Our current strategy for pass-through mode is to put all devices into
the 1:1 domain at startup (which is before we know what their dma_mask
will be), and only _later_ take them out of that domain, if it turns out
that they really can't address all of memory.

However, when there are a bunch of PCI devices behind a bridge, they all
end up with the same source-id on their DMA transactions, and hence in
the same IOMMU domain. This means that we _can't_ easily move them from
the 1:1 domain into their own domain at runtime, because there might be DMA
in-flight from their siblings.

So we have to adjust our pass-through strategy: For PCI devices not on
the root bus, and for the bridges which will take responsibility for
their transactions, we have to start up _out_ of the 1:1 domain, just in
case.

This fixes the BUG() we see when we have 32-bit-capable devices behind a
PCI-PCI bridge, and use the software identity mapping.
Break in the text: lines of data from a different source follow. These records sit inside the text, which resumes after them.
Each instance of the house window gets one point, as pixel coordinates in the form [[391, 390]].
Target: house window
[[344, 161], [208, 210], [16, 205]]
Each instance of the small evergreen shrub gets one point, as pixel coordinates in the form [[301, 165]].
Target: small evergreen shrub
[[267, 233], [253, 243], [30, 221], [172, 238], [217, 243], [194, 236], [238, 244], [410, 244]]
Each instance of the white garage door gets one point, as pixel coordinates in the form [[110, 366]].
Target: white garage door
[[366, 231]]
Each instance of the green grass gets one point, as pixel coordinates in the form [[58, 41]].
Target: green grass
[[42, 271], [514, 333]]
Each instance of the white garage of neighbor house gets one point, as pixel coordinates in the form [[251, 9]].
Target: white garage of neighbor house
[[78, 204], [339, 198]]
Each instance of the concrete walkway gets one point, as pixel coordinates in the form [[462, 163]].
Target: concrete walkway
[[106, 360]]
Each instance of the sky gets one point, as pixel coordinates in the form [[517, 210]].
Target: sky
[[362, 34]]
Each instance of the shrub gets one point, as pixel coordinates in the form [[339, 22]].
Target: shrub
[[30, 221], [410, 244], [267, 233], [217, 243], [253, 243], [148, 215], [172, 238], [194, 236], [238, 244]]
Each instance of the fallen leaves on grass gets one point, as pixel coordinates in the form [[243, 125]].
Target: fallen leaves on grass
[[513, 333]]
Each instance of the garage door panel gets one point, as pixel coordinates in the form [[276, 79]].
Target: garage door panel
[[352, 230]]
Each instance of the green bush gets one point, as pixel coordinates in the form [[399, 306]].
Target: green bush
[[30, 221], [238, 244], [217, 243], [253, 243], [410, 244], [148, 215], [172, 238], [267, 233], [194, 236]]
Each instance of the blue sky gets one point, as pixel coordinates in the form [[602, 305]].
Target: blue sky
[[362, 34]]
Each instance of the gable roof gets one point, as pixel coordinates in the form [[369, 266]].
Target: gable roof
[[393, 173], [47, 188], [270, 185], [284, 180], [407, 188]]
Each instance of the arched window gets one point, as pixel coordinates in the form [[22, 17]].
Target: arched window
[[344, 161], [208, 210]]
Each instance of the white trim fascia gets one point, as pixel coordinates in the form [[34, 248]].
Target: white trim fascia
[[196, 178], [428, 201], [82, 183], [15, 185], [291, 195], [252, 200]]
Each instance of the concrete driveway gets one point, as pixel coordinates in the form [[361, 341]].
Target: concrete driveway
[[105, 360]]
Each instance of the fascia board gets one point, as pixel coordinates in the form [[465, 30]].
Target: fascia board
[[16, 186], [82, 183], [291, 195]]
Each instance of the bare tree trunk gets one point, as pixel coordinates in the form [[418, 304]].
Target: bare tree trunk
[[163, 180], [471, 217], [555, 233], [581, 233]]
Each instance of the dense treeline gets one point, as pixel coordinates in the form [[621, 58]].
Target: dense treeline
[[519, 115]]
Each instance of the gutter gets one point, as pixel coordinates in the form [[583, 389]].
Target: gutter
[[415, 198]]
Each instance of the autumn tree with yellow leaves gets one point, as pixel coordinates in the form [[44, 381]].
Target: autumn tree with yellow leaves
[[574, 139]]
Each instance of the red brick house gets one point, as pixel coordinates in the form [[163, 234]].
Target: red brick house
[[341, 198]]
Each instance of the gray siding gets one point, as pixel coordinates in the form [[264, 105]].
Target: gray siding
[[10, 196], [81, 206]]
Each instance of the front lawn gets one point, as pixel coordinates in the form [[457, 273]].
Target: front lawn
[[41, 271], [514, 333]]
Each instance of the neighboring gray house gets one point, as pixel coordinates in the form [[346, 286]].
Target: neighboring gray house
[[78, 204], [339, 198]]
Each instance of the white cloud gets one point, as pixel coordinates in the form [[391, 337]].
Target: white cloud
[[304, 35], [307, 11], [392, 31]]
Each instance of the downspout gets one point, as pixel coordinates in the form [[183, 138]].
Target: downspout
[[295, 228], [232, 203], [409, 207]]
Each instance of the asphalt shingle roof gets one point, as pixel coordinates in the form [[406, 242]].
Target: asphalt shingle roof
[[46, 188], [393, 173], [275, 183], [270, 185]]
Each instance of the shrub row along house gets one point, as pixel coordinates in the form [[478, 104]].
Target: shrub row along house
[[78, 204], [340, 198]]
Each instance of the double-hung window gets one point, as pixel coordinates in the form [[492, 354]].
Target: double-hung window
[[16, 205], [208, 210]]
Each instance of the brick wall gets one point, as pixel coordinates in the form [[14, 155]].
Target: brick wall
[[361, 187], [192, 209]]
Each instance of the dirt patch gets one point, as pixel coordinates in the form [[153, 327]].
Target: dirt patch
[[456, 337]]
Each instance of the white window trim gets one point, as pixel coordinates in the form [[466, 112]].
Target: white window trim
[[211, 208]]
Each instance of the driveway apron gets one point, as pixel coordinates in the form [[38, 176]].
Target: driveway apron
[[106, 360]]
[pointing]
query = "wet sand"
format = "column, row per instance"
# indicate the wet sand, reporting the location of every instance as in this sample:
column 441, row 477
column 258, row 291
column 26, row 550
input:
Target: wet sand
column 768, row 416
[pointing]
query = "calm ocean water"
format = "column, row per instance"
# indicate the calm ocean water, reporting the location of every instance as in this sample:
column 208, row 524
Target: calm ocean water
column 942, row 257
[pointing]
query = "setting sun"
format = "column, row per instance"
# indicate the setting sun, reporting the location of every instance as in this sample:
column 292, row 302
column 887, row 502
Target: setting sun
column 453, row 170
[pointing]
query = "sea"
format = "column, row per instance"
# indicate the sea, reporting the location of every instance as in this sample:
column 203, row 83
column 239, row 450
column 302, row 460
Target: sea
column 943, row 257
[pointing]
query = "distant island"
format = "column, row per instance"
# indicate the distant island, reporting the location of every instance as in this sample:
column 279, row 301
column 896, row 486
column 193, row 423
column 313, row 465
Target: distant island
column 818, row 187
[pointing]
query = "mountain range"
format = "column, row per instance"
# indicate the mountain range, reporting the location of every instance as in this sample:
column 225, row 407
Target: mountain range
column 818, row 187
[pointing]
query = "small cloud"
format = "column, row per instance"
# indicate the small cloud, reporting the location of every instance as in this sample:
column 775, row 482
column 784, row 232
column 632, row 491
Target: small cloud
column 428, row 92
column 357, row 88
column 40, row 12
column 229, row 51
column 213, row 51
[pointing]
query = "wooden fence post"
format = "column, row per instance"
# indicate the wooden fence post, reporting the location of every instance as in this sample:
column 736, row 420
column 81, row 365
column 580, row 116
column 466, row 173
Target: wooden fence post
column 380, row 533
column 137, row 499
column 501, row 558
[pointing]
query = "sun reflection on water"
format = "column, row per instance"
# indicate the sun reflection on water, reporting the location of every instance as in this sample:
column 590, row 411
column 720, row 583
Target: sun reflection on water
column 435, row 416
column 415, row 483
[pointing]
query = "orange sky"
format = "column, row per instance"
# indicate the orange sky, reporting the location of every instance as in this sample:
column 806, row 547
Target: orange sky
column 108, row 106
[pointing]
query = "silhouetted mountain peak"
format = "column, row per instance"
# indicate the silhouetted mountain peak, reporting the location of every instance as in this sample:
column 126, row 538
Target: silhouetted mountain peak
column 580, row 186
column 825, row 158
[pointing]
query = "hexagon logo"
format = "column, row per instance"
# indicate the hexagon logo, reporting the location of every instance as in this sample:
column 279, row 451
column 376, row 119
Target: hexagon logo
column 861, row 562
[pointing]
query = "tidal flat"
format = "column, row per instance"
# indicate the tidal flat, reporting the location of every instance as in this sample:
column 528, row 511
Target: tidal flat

It does mean that we might end up using 'normal' mapping mode for some
devices which could actually live with the faster 1:1 mapping -- but
this is only for PCI devices behind bridges, which presumably aren't the
devices for which people are most concerned about performance.

Signed-off-by: David Woodhouse <David.Woodhouse@intel.com>
wifi-calibration
David Woodhouse 2009-07-04 19:11:08 +01:00
parent 6941af2810
commit 3dfc813d94
1 changed files with 30 additions and 0 deletions

View File

@ -2122,6 +2122,36 @@ static int iommu_should_identity_map(struct pci_dev *pdev, int startup)
if (iommu_identity_mapping == 2)
return IS_GFX_DEVICE(pdev);
/*
* We want to start off with all devices in the 1:1 domain, and
* take them out later if we find they can't access all of memory.
*
* However, we can't do this for PCI devices behind bridges,
* because all PCI devices behind the same bridge will end up
* with the same source-id on their transactions.
*
* Practically speaking, we can't change things around for these
* devices at run-time, because we can't be sure there'll be no
* DMA transactions in flight for any of their siblings.
*
* So PCI devices (unless they're on the root bus) as well as
* their parent PCI-PCI or PCIe-PCI bridges must be left _out_ of
* the 1:1 domain, just in _case_ one of their siblings turns out
* not to be able to map all of memory.
*/
if (!pdev->is_pcie) {
if (!pci_is_root_bus(pdev->bus))
return 0;
if (pdev->class >> 8 == PCI_CLASS_BRIDGE_PCI)
return 0;
} else if (pdev->pcie_type == PCI_EXP_TYPE_PCI_BRIDGE)
return 0;
/*
* At boot time, we don't yet know if devices will be 64-bit capable.
* Assume that they will -- if they turn out not to be, then we can
* take them out of the 1:1 domain later.